Zoroastrianism was founded by the prophet Zarathustra — Zoroaster in Greek — somewhere in ancient Iran or Central Asia, probably between 1500 and 600 BCE. At its height under the Achaemenid and Sassanid empires it was the state religion of the largest empire the ancient world had seen. Today perhaps 100,000–200,000 Zoroastrians survive, concentrated in India (the Parsis) and Iran. What makes this religion remarkable is not its size but its influence: more ideas now central to Western religion entered through Zoroastrianism than through almost any other channel.
Zarathustra — a priest in the ancient Indo-Iranian religion — received a vision in which he was brought before Ahura Mazda, the Wise Lord, the supreme and wholly good deity. Ahura Mazda revealed to him the nature of reality: that the cosmos is the arena of a cosmic struggle between Asha (truth, order, righteousness) and Druj (lie, chaos, deceit). Every human being, in every thought, word, and deed, participates in this struggle.
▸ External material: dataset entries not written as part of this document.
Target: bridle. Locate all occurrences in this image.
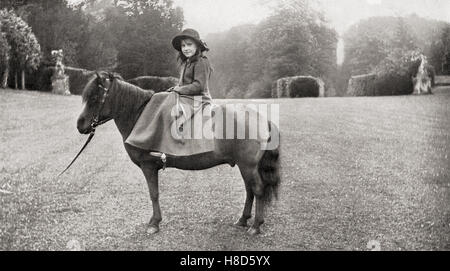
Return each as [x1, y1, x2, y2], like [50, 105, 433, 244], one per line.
[58, 72, 117, 177]
[90, 73, 116, 131]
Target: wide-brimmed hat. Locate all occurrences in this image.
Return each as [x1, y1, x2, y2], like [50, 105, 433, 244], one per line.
[172, 28, 209, 52]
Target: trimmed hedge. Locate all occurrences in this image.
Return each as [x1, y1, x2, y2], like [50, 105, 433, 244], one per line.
[127, 76, 179, 92]
[347, 50, 435, 96]
[272, 76, 325, 98]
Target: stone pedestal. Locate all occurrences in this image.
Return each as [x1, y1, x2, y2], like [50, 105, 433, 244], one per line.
[52, 75, 70, 95]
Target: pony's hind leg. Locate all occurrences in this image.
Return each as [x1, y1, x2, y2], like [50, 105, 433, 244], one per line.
[239, 165, 264, 235]
[141, 166, 162, 234]
[234, 182, 255, 227]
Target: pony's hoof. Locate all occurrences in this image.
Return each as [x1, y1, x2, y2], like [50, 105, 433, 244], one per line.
[147, 226, 159, 235]
[247, 227, 261, 236]
[234, 219, 247, 228]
Opposed to Ahura Mazda is Angra Mainyu (the Destructive Spirit — later called Ahriman) — not an equal opposite, but a lesser force of destruction that chose negation. The dualism of Zoroastrianism is not absolute: Ahura Mazda will ultimately prevail. But in the present age the struggle is real and human choice genuinely matters to its outcome.
This I ask, Ahura — tell me truly: who is the father of Asha, at the beginning? Who established the course of the sun and stars? Who is it through whom the moon waxes and wanes? Who holds the earth below and the firmament from falling? Who sustains the waters and the plants?
— Zarathustra, Gathas (Yasna 44)The Jewish exile in Babylon (586–538 BCE) occurred under Neo-Babylonian rule but ended under Cyrus the Great of Persia — a Zoroastrian who liberated the Jews and funded the rebuilding of the Temple. During and after this period, Jewish thought absorbed several ideas with no clear earlier precedent in the Hebrew scriptures: a cosmic adversary figure (Satan, from the Hebrew for "adversary," who in earlier texts is a member of God's court, not an opponent), a hierarchy of angels, bodily resurrection, final judgment, and apocalyptic eschatology — all of which are prominent features of Zoroastrianism.
These ideas passed from Jewish into Christian and Islamic thought, making Zoroastrianism a silent architect of much of what Western civilisation considers foundational religious belief. The Magi who visit the infant Jesus in Matthew's gospel are almost certainly Zoroastrian priests from the east — a detail that, taken seriously, makes the Nativity story a Zoroastrian prophecy about the Jewish messiah.